9. The device of claim 8, wherein the machine learning module further receives at least one of a test condition or a page ID for the codeword, wherein the at least one of the test condition or the page ID comprises a further input to the machine learning technique executed by the machine learning module.

10. The device of claim 9, wherein the test condition comprises at least one of a program temperature of the data read from the solid-state storage device, a read temperature of the data read from the solid-state storage device, data retention time, or a program/erase cycle identifier.

11. The device of claim 9, wherein the page ID comprises a page number or a page type.

12. The device of claim 9, wherein the read channel parameters comprise at least one reference threshold voltage and a plurality of log-likelihood ratio values for the codeword.

13. The device of claim 12, wherein the reference threshold voltage and the plurality of log-likelihood ratio values comprise outputs of a common machine learning technique, and wherein cost functions for each of the reference voltage and the plurality of log-likelihood ratio values are individually weighted in the machine learning technique.

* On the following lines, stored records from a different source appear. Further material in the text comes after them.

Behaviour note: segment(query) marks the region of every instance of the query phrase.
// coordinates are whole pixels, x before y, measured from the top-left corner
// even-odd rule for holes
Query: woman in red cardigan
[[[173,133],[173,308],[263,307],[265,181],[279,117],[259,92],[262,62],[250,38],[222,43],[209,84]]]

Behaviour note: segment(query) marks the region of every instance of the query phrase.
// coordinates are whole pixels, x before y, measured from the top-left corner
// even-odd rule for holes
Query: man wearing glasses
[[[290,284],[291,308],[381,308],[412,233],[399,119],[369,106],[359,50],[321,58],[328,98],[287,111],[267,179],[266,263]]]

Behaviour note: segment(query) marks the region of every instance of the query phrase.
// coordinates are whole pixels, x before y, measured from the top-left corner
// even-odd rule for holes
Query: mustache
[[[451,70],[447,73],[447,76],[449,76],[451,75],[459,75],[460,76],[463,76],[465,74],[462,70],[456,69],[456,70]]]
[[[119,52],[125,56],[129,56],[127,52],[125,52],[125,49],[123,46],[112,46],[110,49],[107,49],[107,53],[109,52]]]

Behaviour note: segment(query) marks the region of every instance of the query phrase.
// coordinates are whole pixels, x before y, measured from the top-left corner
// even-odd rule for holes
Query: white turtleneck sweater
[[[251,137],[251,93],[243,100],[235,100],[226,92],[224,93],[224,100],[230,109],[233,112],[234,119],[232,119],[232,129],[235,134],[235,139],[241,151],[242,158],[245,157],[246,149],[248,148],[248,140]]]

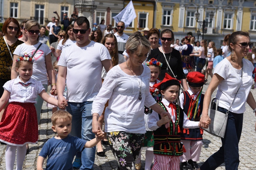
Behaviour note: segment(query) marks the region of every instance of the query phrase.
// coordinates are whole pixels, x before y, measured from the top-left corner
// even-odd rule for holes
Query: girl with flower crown
[[[42,83],[31,78],[33,62],[26,53],[16,60],[15,68],[19,76],[4,84],[0,99],[0,110],[9,103],[0,122],[0,141],[7,144],[6,170],[13,169],[16,150],[16,169],[22,169],[26,144],[37,143],[38,127],[34,104],[37,103],[38,94],[48,103],[58,105],[58,100],[47,94]],[[62,108],[65,108],[63,104],[62,106]]]
[[[153,87],[155,84],[158,83],[160,81],[157,80],[158,75],[161,71],[161,67],[162,64],[157,61],[154,58],[153,58],[148,61],[144,63],[145,65],[147,66],[150,69],[151,72],[151,78],[150,82],[150,90],[152,97],[154,98],[156,101],[158,103],[162,100],[162,95],[158,89]],[[147,121],[148,118],[153,112],[153,110],[149,107],[144,106],[144,119],[145,119],[145,126],[146,128],[146,132],[145,134],[144,138],[142,142],[142,147],[143,149],[145,149],[146,155],[145,160],[145,170],[150,170],[150,167],[153,160],[154,157],[153,153],[153,147],[154,145],[154,137],[153,131],[148,129],[147,126]],[[136,169],[140,169],[141,166],[141,151],[138,157],[137,161],[135,164]]]

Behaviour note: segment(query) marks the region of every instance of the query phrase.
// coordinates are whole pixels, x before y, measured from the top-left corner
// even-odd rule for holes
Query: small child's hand
[[[65,104],[65,103],[64,102],[61,103],[59,107],[61,110],[65,110],[66,109],[66,105]]]
[[[162,117],[161,119],[157,121],[157,124],[159,126],[160,126],[163,124],[169,122],[171,121],[168,115]]]

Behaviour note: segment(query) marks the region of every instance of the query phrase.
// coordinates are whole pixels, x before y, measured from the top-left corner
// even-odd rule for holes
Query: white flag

14. The device of claim 9, wherein the machine learning module executes the machine learning technique for estimation of the read channel parameters in response to an unsuccessful decoding of the codeword by the error correction decoder.

15. One or more tangible processor-readable storage media embodied with instructions for executing on one or more processors and circuits of a device a process for estimating read channel parameters of a read channel in a solid-state storage device, comprising:

determining signal count metrics associated with a codeword read from a solid-state storage device;

obtaining a syndrome weight of an error correction code of a decoder of the read channel for the codeword;

applying a machine learning technique having at least the signal count metrics and the syndrome weight as inputs to estimate one or more read channel parameters specific to the codeword as a result of the machine learning technique; and

reading data of the codeword from the read channel of the solid-state storage device using the one or more read channel parameters.

16. The one or more tangible processor-readable storage media of claim 15, wherein the process further comprises:

determining at least one of a test condition or a page ID for the codeword, wherein the at least one of the test condition or the page ID comprises a further input to the machine learning technique.

17. The one or more tangible processor-readable storage media of claim 16, wherein the test condition comprises at least one of a program temperature of the data read from the solid-state storage device, a read temperature of the data read from the solid-state storage device, data retention time, or a program/erase cycle identifier and the page ID comprises a page number or a page type.

18. The one or more tangible processor-readable storage media of claim 15, wherein the read channel parameters comprise at least one reference threshold voltage and a plurality of log-likelihood ratio values for the codeword.

19. The one or more tangible processor-readable storage media of claim 18, wherein the reference threshold voltage and the plurality of log-likelihood ratio values comprise outputs of a common machine learning technique, and wherein cost functions for each of the reference voltage and the plurality of log-likelihood ratio values are individually weighted in the machine learning technique.

20. The one or more tangible processor-readable storage media of claim 14, wherein the estimation of the read channel parameters is conducted in response to an unsuccessful decoding of the codeword using an error correction code.